Graphing Parabolas: Finding 3 Good Points

[AC24]

Hey guys what's up? I am new to this forum, so I am sorry if I posted in the wrong area..

Anyways, I have a question on Parabolas. I know how to find the Vertex, Axis of Symmetry, X,Y Int. and so on, but I am having trouble graphing it. My teacher said I need to find three good points to graph it, but I have no idea what she means. I mean I know how to graph it, but the A variable throws me off.. I'll give an example:

y=3(x-1)²-9
Vertex: (1,-9)
Axis of Symmetry: x=1
Width- Narrow
Direction- Up
X Int.= 1 plus/minus square root of 3
Y Int.= -6
Min: y=-9

How would you get three good points from this? Thank you so much to those that take the time to read and help!

 

[uart]

So you're asking how would you get three points from the four that you already have?

In a case like the above I'd normally start with just the vertex and the two x-intercepts to make a rough sketch, you can use the y-intercept also as guide to keep it somewhat accurate.

Remember however that you won't always have real x-intercepts, but you can always calculate as many additional points as you wish if you want to make the sketch more accurate.

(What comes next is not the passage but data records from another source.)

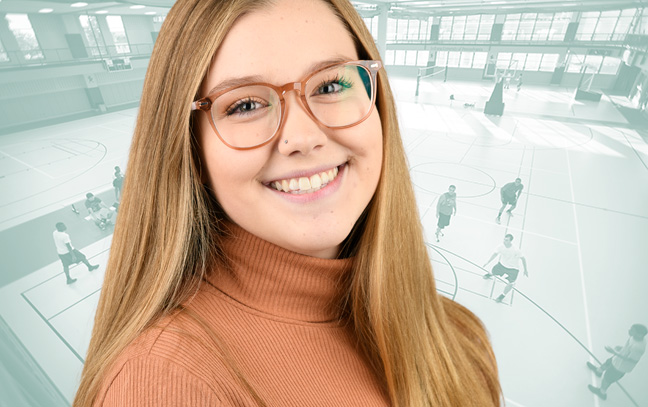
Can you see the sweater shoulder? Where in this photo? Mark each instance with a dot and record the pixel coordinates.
(176, 360)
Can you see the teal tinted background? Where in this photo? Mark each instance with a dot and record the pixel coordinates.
(66, 120)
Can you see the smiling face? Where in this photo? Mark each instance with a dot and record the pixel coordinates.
(330, 175)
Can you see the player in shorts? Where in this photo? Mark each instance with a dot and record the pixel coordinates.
(508, 264)
(446, 207)
(509, 194)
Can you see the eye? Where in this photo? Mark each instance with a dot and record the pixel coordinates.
(333, 86)
(246, 106)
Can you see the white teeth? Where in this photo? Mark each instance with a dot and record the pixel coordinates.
(315, 181)
(304, 185)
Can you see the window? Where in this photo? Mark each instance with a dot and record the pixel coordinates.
(549, 62)
(587, 25)
(472, 26)
(533, 62)
(389, 57)
(442, 58)
(559, 26)
(479, 61)
(503, 60)
(525, 29)
(93, 35)
(517, 62)
(410, 58)
(466, 60)
(445, 28)
(422, 58)
(509, 30)
(391, 29)
(401, 30)
(485, 27)
(116, 28)
(593, 63)
(453, 58)
(413, 30)
(575, 62)
(458, 27)
(542, 27)
(623, 25)
(610, 65)
(605, 26)
(399, 57)
(425, 31)
(22, 30)
(4, 57)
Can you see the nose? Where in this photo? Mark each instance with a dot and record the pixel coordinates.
(299, 134)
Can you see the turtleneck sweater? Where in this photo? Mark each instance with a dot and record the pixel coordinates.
(269, 320)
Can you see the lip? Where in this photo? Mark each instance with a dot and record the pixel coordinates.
(330, 188)
(305, 173)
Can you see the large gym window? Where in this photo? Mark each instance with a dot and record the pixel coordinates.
(4, 57)
(116, 27)
(22, 30)
(92, 33)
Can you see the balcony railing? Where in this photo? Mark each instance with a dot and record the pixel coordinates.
(64, 56)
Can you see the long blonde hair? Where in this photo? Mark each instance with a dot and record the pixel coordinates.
(429, 350)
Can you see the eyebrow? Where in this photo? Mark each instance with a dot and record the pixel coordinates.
(232, 82)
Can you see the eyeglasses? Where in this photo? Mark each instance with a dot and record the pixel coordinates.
(248, 116)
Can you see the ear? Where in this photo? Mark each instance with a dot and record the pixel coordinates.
(196, 148)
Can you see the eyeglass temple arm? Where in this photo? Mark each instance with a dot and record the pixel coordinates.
(201, 104)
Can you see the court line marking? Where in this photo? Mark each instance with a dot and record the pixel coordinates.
(544, 311)
(588, 330)
(56, 332)
(27, 165)
(74, 304)
(514, 403)
(634, 149)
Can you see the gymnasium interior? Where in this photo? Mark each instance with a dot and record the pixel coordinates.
(553, 92)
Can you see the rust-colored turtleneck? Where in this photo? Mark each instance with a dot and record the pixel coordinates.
(276, 313)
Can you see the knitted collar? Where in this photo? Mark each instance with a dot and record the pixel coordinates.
(278, 282)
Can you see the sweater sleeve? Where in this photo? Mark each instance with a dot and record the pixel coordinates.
(150, 381)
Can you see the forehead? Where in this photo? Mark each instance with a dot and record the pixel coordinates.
(281, 43)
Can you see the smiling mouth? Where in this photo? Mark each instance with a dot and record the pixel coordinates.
(305, 185)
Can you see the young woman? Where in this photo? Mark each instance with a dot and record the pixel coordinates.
(268, 250)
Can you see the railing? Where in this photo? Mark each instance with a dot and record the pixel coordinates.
(62, 56)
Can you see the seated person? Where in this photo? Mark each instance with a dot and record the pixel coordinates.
(97, 209)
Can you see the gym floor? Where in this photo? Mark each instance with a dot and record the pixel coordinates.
(581, 223)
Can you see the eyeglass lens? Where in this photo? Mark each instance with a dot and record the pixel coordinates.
(250, 115)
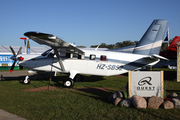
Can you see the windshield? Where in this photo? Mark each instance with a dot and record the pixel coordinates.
(46, 52)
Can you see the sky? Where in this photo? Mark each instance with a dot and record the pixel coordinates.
(85, 22)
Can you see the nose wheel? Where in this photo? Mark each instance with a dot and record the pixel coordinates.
(68, 83)
(26, 80)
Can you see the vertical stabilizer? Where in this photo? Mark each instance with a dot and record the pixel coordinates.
(151, 41)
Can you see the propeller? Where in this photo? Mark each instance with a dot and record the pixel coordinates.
(14, 57)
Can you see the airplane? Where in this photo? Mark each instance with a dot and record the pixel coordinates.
(66, 58)
(170, 54)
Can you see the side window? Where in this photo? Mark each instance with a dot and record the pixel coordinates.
(92, 57)
(103, 58)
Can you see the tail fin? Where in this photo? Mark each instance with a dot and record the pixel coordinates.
(171, 51)
(151, 41)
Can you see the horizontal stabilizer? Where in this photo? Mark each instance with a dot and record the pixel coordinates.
(158, 56)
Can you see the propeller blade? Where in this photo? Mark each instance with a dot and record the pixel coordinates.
(59, 59)
(19, 50)
(12, 50)
(12, 67)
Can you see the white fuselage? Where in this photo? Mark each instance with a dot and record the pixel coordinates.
(104, 63)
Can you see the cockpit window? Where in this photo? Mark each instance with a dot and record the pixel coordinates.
(46, 52)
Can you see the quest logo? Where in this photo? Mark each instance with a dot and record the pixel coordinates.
(145, 81)
(145, 84)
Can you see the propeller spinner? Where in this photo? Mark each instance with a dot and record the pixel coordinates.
(15, 57)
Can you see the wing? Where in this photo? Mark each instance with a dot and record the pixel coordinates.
(52, 41)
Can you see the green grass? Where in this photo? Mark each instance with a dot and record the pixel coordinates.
(77, 104)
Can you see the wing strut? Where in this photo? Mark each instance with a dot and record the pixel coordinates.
(59, 59)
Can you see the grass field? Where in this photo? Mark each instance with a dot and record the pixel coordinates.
(78, 103)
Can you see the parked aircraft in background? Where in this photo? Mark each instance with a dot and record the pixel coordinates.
(66, 58)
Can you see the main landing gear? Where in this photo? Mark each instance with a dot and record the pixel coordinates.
(26, 80)
(69, 83)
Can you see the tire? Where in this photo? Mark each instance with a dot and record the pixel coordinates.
(78, 78)
(26, 81)
(69, 83)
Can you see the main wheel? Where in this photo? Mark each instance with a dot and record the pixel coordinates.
(78, 78)
(69, 83)
(26, 81)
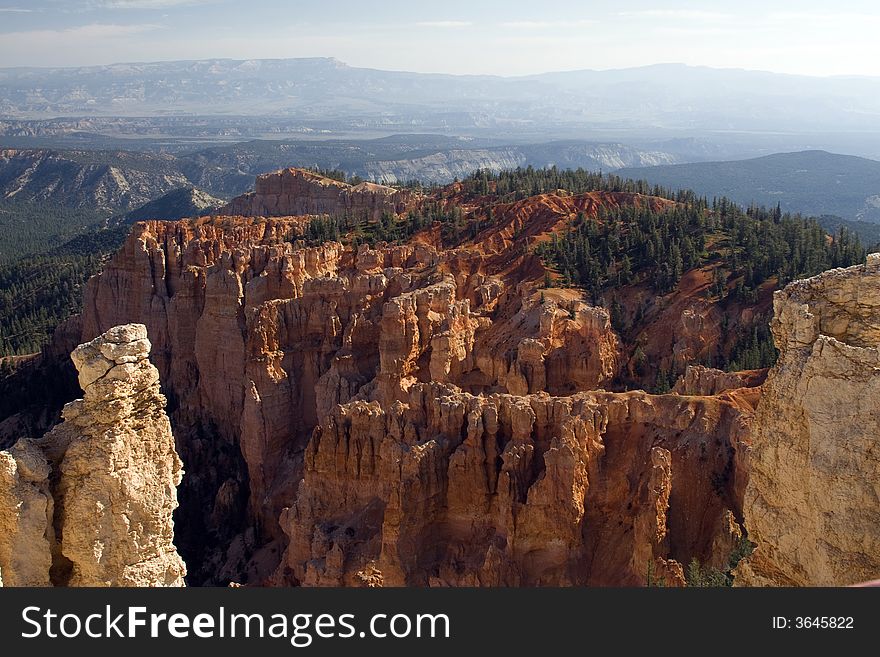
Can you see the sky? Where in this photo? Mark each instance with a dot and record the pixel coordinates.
(510, 37)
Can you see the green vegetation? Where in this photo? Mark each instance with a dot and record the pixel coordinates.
(390, 228)
(811, 182)
(28, 228)
(699, 576)
(631, 245)
(519, 183)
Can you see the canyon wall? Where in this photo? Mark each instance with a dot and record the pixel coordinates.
(91, 502)
(811, 503)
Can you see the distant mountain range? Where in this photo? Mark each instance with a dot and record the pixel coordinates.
(119, 181)
(176, 204)
(811, 182)
(739, 112)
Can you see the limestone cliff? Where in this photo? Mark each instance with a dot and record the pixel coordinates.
(811, 503)
(445, 488)
(90, 503)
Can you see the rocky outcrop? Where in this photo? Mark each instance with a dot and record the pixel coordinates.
(300, 192)
(699, 380)
(90, 503)
(445, 488)
(811, 504)
(26, 509)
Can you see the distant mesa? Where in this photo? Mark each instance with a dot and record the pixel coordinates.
(294, 192)
(176, 204)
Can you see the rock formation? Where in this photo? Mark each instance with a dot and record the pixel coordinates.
(446, 488)
(26, 508)
(300, 192)
(699, 380)
(90, 503)
(369, 414)
(811, 504)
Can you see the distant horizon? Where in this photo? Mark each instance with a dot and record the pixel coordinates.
(328, 58)
(513, 38)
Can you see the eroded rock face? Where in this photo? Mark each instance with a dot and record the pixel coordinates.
(26, 509)
(117, 469)
(811, 504)
(446, 488)
(90, 503)
(699, 380)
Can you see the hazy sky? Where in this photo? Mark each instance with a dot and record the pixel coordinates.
(814, 37)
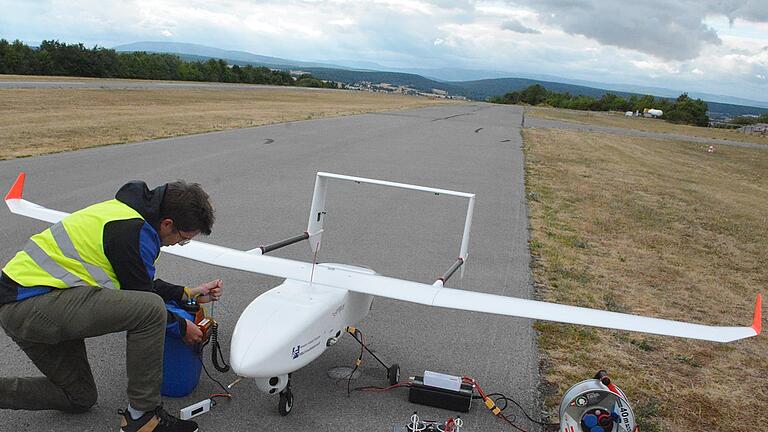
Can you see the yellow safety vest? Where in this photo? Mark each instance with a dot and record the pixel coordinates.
(71, 252)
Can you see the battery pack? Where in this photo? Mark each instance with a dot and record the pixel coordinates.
(453, 400)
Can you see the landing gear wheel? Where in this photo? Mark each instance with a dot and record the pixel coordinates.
(286, 402)
(393, 374)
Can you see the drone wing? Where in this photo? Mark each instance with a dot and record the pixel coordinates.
(421, 293)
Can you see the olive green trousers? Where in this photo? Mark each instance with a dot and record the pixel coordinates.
(51, 329)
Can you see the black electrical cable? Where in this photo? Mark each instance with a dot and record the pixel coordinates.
(216, 353)
(358, 362)
(501, 396)
(200, 357)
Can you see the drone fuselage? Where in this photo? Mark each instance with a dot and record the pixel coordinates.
(289, 326)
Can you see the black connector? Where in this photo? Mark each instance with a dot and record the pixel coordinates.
(453, 400)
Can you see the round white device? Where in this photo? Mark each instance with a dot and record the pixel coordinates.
(592, 406)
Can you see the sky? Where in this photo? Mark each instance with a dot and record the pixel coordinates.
(713, 46)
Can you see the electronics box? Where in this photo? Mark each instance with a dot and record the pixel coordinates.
(453, 400)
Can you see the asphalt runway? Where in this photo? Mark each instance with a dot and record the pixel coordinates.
(261, 180)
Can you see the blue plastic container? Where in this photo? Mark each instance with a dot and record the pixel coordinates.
(181, 362)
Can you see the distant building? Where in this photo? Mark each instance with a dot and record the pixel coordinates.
(756, 129)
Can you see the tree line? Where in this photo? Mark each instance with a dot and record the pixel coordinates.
(57, 58)
(681, 110)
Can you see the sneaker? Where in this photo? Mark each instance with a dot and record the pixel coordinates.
(155, 421)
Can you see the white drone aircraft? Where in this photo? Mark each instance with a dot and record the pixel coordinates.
(323, 300)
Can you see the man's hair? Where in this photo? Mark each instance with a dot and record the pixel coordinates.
(188, 206)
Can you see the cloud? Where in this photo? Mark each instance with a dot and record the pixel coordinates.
(667, 30)
(670, 30)
(517, 26)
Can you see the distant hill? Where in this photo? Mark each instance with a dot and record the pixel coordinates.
(475, 89)
(206, 52)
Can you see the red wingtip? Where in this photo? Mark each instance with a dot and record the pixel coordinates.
(17, 188)
(757, 322)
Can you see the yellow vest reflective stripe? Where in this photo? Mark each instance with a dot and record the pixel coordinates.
(71, 252)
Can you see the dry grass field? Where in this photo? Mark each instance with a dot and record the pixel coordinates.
(41, 121)
(614, 119)
(658, 228)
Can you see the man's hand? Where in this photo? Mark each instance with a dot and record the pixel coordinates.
(194, 334)
(207, 292)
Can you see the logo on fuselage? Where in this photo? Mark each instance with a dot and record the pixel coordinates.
(338, 310)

All your teacher really wants is that you be able to make a quick rough (approximate) sketch of a parabola based on the vertex and few points either side of it.

 

[Diffy]

Uart makes a good point, I hope you do notice that with the information you posted there are indeed 4 points.

1) the vertex ----> (1, -9)

2 and 3) the X intercepts -----> (1+sqrt(3), 0) and (1 - sqrt(3), 0)

4) the y intercept (0, -6)

You could certain use these 4.

One thing to add though, is it is possible that your parabola won't have any x-intercepts, and/or your vertex will also be one or both of your intercepts.

So one thing to do is to pick two points to the left and right of your vertex.

For simplification imagine your parabolas equation is y = 4x^2

The Vertex and all the intercepts will be the origin (0, 0). So what you could do is just pick an x value less then 0 and greater then 0 to find two new points. say x = +/-2. Plug these two x values into the original equation and solve for y. In this case you will get the points (2, 16) and (-2, 16).

Good luck with your conic sections.